General area of HTCondorCE APEL support
https://twiki.cern.ch/twiki/bin/view/LCG/HTCondorAccounting
Other links mentioned are:
Specific batch systems supported by HTCondorCE
https://opensciencegrid.org/docs/compute-element/htcondor-ce-overview/
Notes on Scaling Factors in heterogeneous clusters
https://www.gridpp.ac.uk/wiki/Example_Build_of_an_ARC/Condor_Cluster#Notes_on_Accounting.2C_Scaling_and_Publishing
And...
https://www.gridpp.ac.uk/wiki/Publishing_tutorial
From the meeting:
- PIC have deployed HTCondor CEs in production. Have made public their patches.
- HTCondor CE also supports other systems such as SLURM, PBS etc
- Steve solution relies on running an APEL client at the site. Some sites would rather not running the APEL client.
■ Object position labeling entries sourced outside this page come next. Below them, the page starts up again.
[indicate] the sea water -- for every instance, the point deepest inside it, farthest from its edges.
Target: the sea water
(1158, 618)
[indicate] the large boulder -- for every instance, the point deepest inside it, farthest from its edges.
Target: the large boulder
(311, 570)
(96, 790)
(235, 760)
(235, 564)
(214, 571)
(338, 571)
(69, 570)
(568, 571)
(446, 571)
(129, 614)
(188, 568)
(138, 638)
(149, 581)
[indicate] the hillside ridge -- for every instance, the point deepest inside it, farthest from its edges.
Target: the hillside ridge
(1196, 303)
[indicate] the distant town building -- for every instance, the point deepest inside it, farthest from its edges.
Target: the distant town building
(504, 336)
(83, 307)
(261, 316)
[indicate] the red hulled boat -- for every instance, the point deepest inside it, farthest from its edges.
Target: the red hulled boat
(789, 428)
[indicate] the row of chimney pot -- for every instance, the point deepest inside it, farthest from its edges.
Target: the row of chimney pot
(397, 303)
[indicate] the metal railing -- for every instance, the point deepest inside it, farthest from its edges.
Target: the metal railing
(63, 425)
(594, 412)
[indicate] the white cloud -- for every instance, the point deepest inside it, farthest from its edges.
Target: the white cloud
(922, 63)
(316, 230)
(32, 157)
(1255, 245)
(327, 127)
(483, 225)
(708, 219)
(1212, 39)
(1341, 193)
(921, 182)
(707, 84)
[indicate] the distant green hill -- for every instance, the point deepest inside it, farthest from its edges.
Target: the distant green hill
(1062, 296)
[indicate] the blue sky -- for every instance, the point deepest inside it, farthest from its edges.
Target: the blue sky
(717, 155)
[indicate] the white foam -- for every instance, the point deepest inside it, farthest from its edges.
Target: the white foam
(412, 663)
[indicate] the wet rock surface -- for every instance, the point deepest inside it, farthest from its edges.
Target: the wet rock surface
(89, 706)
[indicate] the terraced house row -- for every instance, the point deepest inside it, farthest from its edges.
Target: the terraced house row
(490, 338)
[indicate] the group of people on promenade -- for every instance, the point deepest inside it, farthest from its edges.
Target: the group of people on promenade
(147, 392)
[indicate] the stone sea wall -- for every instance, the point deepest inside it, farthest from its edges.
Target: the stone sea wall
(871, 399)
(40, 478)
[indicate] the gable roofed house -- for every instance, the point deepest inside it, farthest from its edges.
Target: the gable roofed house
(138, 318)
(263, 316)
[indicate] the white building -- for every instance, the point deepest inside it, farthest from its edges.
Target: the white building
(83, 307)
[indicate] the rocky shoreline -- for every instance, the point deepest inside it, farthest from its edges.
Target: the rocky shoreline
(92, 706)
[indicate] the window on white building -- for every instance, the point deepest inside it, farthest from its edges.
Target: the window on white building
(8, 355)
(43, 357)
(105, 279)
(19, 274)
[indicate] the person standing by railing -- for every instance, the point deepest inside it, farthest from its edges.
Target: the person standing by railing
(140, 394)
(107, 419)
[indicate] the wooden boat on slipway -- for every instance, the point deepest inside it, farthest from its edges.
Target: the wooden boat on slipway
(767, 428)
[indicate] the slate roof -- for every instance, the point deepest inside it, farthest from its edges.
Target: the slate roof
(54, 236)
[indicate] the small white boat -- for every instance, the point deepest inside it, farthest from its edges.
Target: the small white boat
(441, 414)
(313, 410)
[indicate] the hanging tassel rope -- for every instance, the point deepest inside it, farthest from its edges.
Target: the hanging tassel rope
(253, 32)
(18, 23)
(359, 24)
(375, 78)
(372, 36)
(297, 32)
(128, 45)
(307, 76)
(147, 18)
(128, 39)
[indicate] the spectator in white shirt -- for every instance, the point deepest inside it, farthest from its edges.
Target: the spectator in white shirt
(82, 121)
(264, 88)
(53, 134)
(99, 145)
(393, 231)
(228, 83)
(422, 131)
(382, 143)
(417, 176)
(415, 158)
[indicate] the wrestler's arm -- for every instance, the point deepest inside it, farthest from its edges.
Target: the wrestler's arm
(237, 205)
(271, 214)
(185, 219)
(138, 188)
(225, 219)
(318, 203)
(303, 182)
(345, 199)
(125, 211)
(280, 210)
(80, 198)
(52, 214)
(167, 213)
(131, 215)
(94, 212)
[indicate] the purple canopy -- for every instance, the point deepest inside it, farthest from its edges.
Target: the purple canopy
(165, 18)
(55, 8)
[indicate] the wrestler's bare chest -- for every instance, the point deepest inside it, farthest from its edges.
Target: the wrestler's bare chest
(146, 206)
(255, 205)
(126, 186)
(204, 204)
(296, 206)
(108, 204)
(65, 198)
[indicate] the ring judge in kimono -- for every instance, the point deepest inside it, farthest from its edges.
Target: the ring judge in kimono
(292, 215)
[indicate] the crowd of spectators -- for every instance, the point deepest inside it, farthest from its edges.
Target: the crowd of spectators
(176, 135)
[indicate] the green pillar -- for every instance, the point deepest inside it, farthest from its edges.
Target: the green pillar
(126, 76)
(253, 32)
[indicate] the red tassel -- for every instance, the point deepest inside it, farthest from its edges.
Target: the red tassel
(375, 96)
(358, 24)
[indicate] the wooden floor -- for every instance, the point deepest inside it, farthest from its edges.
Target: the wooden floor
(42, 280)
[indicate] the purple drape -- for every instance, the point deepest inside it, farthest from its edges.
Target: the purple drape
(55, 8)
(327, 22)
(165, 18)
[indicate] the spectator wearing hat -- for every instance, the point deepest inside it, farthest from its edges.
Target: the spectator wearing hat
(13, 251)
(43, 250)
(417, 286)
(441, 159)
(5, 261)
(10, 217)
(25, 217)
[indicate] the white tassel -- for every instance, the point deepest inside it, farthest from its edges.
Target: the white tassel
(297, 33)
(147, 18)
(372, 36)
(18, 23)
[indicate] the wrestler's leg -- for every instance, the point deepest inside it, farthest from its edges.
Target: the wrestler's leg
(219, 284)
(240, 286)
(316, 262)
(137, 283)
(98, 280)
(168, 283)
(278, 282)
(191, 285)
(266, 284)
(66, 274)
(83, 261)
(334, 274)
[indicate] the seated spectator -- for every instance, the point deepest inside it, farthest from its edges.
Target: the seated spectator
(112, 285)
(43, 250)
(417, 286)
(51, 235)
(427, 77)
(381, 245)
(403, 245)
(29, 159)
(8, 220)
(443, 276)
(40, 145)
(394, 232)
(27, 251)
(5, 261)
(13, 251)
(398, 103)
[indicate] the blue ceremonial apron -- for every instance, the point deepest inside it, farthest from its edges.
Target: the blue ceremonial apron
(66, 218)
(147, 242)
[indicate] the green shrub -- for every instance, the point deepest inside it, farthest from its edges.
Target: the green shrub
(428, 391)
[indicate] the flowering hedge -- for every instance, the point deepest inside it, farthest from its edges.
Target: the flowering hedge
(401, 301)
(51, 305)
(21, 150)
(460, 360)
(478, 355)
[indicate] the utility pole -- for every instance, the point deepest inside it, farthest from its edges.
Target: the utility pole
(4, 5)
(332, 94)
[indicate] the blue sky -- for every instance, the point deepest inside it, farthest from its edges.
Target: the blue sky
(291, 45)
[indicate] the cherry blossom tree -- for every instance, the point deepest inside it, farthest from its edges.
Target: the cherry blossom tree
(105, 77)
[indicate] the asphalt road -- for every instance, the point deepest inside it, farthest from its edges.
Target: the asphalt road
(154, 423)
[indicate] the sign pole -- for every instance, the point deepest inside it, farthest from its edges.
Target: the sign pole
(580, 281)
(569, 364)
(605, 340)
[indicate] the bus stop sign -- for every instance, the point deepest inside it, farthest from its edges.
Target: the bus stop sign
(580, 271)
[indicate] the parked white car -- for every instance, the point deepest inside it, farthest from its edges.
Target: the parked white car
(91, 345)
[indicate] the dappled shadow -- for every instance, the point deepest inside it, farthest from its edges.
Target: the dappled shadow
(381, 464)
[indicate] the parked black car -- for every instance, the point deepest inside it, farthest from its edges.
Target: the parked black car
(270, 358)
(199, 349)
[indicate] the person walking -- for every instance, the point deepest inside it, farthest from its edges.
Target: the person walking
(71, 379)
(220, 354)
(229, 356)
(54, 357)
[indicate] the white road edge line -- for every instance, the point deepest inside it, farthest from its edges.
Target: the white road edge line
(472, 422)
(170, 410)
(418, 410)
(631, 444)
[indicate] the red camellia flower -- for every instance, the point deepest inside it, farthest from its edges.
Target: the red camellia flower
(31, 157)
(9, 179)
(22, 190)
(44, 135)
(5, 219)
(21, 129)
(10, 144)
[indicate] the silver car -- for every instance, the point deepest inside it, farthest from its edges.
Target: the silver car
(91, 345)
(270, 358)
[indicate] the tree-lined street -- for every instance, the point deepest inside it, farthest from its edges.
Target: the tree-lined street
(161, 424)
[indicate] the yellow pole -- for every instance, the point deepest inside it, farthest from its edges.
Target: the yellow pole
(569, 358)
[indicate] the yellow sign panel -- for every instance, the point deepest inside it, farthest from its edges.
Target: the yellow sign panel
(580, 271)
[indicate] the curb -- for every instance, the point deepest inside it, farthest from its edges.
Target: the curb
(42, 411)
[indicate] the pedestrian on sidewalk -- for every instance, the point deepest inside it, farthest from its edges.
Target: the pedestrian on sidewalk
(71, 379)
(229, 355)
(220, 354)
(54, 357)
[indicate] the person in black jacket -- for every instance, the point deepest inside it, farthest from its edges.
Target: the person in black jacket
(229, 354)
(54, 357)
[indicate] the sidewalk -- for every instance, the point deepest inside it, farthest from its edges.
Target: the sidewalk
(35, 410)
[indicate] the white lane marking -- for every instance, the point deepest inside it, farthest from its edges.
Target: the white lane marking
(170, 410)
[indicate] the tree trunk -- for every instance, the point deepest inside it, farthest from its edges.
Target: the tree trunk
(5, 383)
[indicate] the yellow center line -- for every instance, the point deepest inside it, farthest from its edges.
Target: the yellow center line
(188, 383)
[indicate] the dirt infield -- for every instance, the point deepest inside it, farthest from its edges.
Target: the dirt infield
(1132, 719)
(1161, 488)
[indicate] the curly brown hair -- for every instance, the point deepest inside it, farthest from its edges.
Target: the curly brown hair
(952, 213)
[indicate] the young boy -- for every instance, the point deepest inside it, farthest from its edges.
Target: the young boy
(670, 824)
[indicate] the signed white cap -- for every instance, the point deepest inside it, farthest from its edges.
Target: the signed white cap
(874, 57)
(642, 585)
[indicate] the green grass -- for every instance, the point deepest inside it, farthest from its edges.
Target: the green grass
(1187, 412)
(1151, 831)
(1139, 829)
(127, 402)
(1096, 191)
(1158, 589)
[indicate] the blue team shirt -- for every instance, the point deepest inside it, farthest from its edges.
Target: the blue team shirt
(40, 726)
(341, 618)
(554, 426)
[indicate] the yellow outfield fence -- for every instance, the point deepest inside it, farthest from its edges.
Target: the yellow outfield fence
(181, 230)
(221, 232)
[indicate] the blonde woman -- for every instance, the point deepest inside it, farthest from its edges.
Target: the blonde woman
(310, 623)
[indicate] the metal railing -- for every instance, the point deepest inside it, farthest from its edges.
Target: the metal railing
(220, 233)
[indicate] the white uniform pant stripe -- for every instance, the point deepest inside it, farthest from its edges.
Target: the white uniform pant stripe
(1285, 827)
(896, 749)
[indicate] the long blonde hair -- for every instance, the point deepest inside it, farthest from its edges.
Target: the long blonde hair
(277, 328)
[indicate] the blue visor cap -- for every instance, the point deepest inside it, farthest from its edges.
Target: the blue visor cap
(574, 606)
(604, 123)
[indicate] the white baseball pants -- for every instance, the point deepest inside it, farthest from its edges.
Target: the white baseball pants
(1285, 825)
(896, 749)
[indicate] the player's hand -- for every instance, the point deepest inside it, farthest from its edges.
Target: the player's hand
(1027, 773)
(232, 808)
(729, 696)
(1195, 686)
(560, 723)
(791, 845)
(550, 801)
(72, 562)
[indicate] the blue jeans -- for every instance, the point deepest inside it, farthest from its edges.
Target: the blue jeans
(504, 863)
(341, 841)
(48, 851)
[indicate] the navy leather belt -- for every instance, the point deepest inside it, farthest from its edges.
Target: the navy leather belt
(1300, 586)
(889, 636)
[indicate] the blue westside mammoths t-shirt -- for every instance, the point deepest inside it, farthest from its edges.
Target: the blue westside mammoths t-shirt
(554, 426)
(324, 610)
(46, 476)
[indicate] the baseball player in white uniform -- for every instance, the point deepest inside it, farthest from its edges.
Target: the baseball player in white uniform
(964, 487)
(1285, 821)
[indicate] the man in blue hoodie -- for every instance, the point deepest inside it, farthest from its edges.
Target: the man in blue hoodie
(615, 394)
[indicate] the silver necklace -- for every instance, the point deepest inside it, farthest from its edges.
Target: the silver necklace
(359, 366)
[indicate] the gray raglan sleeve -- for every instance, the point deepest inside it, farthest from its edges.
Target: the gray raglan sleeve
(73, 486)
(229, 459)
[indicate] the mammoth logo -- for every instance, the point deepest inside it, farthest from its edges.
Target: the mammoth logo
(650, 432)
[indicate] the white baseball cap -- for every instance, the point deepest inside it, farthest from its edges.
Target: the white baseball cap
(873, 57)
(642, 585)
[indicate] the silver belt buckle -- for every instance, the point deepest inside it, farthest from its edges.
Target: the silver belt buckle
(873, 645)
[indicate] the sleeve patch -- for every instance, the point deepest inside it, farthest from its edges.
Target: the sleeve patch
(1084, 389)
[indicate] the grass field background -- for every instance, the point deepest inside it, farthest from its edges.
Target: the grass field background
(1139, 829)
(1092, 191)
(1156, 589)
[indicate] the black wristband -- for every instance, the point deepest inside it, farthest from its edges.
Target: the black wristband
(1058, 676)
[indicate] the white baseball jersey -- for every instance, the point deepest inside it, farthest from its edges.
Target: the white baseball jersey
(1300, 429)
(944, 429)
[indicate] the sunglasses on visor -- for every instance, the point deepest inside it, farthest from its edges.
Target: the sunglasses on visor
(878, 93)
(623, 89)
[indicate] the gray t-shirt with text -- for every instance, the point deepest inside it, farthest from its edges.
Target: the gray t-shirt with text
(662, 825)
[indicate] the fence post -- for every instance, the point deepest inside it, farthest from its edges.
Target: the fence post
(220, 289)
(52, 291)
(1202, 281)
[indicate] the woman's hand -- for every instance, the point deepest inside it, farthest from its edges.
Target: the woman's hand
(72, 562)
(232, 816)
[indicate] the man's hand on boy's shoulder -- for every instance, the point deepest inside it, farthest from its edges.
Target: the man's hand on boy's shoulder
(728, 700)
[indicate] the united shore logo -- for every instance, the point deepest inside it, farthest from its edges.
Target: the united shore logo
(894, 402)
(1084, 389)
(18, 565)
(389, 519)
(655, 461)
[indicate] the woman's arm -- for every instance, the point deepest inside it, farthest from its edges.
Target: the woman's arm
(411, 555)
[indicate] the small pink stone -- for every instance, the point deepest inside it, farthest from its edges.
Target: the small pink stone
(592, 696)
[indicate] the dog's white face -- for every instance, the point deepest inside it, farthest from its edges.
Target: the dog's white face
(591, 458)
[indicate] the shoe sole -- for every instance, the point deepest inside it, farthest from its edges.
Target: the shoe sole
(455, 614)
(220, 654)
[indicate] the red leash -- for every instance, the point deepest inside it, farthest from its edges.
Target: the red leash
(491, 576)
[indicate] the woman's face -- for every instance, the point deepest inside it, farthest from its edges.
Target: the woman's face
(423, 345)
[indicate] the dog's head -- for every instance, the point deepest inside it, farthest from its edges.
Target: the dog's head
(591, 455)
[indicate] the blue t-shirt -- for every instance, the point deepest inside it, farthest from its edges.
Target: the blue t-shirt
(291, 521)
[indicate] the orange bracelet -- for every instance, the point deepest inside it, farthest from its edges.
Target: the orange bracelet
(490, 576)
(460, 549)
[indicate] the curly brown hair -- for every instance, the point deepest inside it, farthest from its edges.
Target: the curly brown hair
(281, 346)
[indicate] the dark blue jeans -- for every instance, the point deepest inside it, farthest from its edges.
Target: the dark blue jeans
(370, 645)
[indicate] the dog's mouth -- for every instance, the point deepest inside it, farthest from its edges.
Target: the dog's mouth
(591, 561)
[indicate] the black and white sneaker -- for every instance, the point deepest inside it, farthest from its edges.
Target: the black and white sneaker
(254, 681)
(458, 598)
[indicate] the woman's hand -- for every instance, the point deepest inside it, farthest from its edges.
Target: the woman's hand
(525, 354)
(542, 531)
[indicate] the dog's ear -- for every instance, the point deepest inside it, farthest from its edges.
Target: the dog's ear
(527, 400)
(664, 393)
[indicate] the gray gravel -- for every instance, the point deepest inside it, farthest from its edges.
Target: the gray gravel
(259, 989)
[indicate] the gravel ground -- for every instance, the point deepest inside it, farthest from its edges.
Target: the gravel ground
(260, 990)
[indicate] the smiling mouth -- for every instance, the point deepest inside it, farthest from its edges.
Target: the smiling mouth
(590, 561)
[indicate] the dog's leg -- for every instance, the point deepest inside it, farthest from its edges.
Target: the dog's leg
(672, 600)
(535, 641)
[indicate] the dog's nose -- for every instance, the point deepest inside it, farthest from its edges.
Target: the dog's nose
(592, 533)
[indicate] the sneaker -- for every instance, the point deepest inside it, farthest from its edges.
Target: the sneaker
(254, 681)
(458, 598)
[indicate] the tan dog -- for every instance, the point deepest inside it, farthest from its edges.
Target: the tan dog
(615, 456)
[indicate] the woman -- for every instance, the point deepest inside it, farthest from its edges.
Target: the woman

- The other solution sites would like to see involves the HTCondor CE submitting directly to APEL. HTCondor provides a lot of flexibility (but not infinite!) when producing logs. It is hoped that it would require relatively little effort to produce a correctly formatted log. Initially an additional script may be needed but if we work with the HTCondor developers this would hopefully be fully integrated into HTCondor.
Actions:
- Who would like to try deploying Steve’s solution?
Liverpool will setup an HTCondorCE in the next few months, they support everybody apart from CMS and ALICE.
RAL Tier-1 will look at deploying an HTCondor CE around February 2019.
Steve to message PIC to ask them if the solution GridPP is proposing would work for them, and if they would at some point be prepared to use.
Matt Doidge, HTCondor CE + SGE. (Already running CREAM CEs + APEL client)
- Who would like to work on generating the accounting records directly?
Steve has done a prototype of this.
Requirement from APEL, need to batch up job logs so that the repository doesn’t need to support millions of individual job reports as opposed to a few thousand job summary scripts. Adrian will help. Would be nice to add this feature to VAC (Andrew M to talk to Adrian)
We (GridPP) need to talk to HTCondor developers to ask them if they can . This should be done after it is clear what we need for direct submission.
There were no volunteers to look at this at this time. Steve might get round to it once he has tested deploying the HTCondorCE. We will review this at the next relevant technical meeting.
Next technical meeting in ~February 2019.